W grudniu 2013 roku do konsultacji społecznych został przesłany projekt zarządzenia prezesa NFZ w sprawie określenia kryteriów oceny ofert  w postępowaniu w sprawie zawarcia umowy o udzielanie świadczeń opieki zdrowotnej. Dokument ten wzbudził wiele emocji wśród świadczeniodawców. Proponował wdrożenie kluczowych zaleceń zespołu do spraw ustalenia kryteriów oceny jakościowej ofert, działającego przy prezesie NFZ, pod przewodnictwem Marka Habera.

Niestety z podpisanej przez prezesa NFZ wersji zarządzenia zniknęło wiele ważnych dla pacjentów elementów związanych z jakością, które wiążą się z oceną ofert. Przykładem może być wykreślenie kryterium przyznającego podmiotowi udzielającemu świadczeń w obszarze rehabilitacji leczniczej dodatkowych 6 pkt za posiadanie akredytacji Ministra Zdrowia (certyfikat Centrum Monitorowania Jakości).

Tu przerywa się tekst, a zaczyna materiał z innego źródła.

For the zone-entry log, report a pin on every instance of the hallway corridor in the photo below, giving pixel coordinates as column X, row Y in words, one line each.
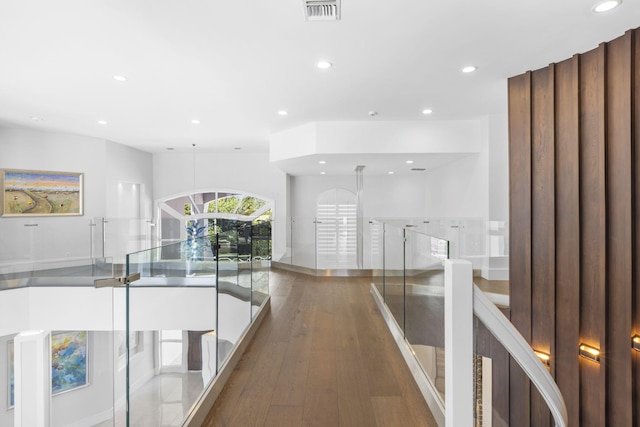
column 323, row 357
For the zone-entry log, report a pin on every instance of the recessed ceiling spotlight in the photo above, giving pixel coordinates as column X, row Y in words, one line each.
column 606, row 6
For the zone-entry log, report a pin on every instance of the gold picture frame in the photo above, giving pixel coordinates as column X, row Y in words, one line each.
column 41, row 193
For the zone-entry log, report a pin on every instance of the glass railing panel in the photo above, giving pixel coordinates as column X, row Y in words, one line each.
column 260, row 263
column 377, row 255
column 234, row 285
column 171, row 331
column 394, row 271
column 424, row 303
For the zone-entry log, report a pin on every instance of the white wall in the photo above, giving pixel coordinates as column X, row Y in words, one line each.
column 128, row 165
column 82, row 406
column 243, row 172
column 103, row 164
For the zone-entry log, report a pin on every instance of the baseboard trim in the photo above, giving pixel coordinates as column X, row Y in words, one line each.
column 329, row 272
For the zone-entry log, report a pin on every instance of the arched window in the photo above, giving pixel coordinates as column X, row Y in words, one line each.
column 336, row 229
column 204, row 213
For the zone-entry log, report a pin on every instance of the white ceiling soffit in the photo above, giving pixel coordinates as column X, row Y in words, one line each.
column 216, row 73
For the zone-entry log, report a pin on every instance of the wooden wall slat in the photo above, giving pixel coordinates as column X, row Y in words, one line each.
column 567, row 373
column 542, row 225
column 593, row 233
column 636, row 217
column 617, row 355
column 520, row 242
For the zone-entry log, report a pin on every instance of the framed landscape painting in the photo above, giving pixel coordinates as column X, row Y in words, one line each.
column 68, row 361
column 41, row 193
column 11, row 380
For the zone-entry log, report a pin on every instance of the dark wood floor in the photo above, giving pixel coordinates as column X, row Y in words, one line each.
column 322, row 357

Podobna sytuacja ma miejsce w przypadku ratownictwa medycznego.  W projekcie zarządzenia zaproponowano punktowanie takich certyfikatów jak: ISO 9001 (systemu zarządzania jakością), ISO 14001 (systemu zarządzania środowiskowego), OHSAS 18001 (systemu zarządzania bezpieczeństwem i higieną pracy) oraz ISO 27 001 (systemu zarządzania bezpieczeństwem informacji). Ostatecznie w finalnym dokumencie pozostawiono dodatkowe punkty tylko za certyfikat ISO 9001. Zmiana ta jest niezrozumiała, tym bardziej że w toku konsultacji społecznych wiele podmiotów poparło wykorzystywanie certyfikatów jakości, nadawanych przez jednostki zewnętrzne, jako dobry miernik poziomu świadczonych usług.

Wprowadzone zmiany rodzą pytanie o to, na ile dla NFZ istotne są elementy jakościowe w kryteriach oceny ofert. - Pragnę przypomnieć, że wiele podmiotów leczniczych podjęło wysiłek organizacyjny i finansowy w celu spełnienia wymogów ISO oraz akredytacyjnych. Niedocenienie jakości to także bardzo zły sygnał dla podmiotów inwestujących w poprawę bezpieczeństwa pacjenta – podkreśla Andrzej Mądrala.

Wiceprezes Pracodawców RP zaapelował do prezesa NFZ o ponowną nowelizację zarządzenia w sprawie określenia kryteriów oceny ofert i powrócenie do zewnętrznych parametrów oceny jakości.

„Mam także nadzieję, że Ministerstwo Zdrowia zintensyfikuje swoje prace, ukierunkowane na wymuszenie podnoszenia jakości udzielanych świadczeń przez podmioty lecznicze. Ważne jest to, aby jakość była oceniana z zastosowaniem zewnętrznych i niezależnych parametrów – jak np. uznawane na świecie certyfikaty czy ministerialne akredytacje” – czytamy w komunikacie Pracodawców RP, podpisanym przez Andrzeja Mądralę.